A Malaysian property firm has escalated a stalled acquisition deal to court, demanding millions in damages after alleged breaches by the sellers. Jiankun International Bhd filed legal action against two directors of Oriental Link Properties (M) Sdn Bhd for failing to transfer shares tied to a RM9.5 million purchase agreement signed in late 2023.
The dispute centers on a deal where Jiankun agreed to acquire a 99.99% stake in Oriental Link, a move intended to expand its footprint in Penang’s property market. Despite paying RM3.5 million upfront, the company claims the sellers imposed unexpected conditions, delaying the transaction and forcing legal intervention. Jiankun now seeks RM12 million in damages and a court order to enforce the share transfer.

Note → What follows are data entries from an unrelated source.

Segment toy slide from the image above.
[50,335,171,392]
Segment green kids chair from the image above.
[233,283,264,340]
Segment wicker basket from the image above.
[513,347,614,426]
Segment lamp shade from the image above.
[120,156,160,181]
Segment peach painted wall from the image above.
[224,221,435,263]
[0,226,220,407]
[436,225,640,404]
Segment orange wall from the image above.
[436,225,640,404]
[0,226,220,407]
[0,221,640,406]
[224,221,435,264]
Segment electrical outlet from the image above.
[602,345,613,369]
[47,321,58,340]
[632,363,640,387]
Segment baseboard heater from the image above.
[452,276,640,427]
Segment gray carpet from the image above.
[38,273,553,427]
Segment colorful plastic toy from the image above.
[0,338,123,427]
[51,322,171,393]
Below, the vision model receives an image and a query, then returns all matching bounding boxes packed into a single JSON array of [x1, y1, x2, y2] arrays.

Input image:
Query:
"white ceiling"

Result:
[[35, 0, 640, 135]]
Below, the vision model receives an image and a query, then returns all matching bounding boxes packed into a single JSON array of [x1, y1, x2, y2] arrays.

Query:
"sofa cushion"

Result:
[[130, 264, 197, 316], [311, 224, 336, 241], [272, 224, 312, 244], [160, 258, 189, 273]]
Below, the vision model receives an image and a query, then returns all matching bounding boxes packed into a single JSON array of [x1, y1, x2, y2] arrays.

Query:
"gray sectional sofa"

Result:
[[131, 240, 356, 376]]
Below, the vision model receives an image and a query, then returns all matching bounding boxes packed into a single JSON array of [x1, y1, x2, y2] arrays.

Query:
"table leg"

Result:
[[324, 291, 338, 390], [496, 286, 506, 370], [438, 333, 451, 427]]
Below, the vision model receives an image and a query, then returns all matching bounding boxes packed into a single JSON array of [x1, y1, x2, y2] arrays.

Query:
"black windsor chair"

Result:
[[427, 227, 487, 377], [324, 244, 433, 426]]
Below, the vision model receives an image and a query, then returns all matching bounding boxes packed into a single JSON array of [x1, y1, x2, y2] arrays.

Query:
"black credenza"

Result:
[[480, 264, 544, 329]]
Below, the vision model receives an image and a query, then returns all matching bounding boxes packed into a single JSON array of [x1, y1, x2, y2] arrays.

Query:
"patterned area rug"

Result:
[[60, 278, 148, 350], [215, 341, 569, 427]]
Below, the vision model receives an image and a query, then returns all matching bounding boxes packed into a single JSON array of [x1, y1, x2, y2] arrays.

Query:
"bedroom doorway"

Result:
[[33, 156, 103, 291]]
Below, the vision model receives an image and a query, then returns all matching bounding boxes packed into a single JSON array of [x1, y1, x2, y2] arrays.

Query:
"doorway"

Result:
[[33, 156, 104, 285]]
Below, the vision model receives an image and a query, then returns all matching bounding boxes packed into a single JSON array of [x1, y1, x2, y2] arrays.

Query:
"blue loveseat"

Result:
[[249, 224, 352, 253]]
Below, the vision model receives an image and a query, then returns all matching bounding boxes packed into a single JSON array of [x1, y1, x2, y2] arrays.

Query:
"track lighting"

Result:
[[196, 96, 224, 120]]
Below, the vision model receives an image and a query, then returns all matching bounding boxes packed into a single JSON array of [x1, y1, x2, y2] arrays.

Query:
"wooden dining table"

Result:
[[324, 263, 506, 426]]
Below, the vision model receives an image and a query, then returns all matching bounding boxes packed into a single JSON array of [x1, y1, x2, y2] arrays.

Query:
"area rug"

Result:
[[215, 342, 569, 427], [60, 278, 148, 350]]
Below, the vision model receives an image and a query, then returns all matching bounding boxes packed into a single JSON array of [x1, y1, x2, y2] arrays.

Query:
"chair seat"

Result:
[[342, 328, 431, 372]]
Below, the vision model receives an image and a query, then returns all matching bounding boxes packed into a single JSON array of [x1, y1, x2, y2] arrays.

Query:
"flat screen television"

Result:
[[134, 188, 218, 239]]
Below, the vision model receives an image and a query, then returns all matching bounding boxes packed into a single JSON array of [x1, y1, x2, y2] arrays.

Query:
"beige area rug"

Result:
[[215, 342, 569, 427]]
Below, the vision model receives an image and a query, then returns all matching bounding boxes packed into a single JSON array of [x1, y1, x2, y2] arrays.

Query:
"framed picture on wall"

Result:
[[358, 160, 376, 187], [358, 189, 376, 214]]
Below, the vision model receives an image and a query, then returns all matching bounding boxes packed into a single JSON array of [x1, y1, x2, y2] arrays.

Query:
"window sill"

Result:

Court documents reveal Jiankun’s additional demands, including a refund of the initial payment if the deal collapses. The lawsuit also aims to block the defendants from selling or mortgaging Oriental Link’s assets—three key development projects in Nibong Tebal and Bayan Lepas—until the case concludes. These projects include residential and commercial properties with significant development potential.
The case’s first hearing is set for May 2025, nearly two years after Jiankun announced the acquisition as part of its strategy to revive its financial performance. The company had positioned the deal as a gateway to new revenue streams in northern Malaysia, where Oriental Link holds several high-value projects. The outcome could set a precedent for similar disputes involving delayed corporate acquisitions in the region.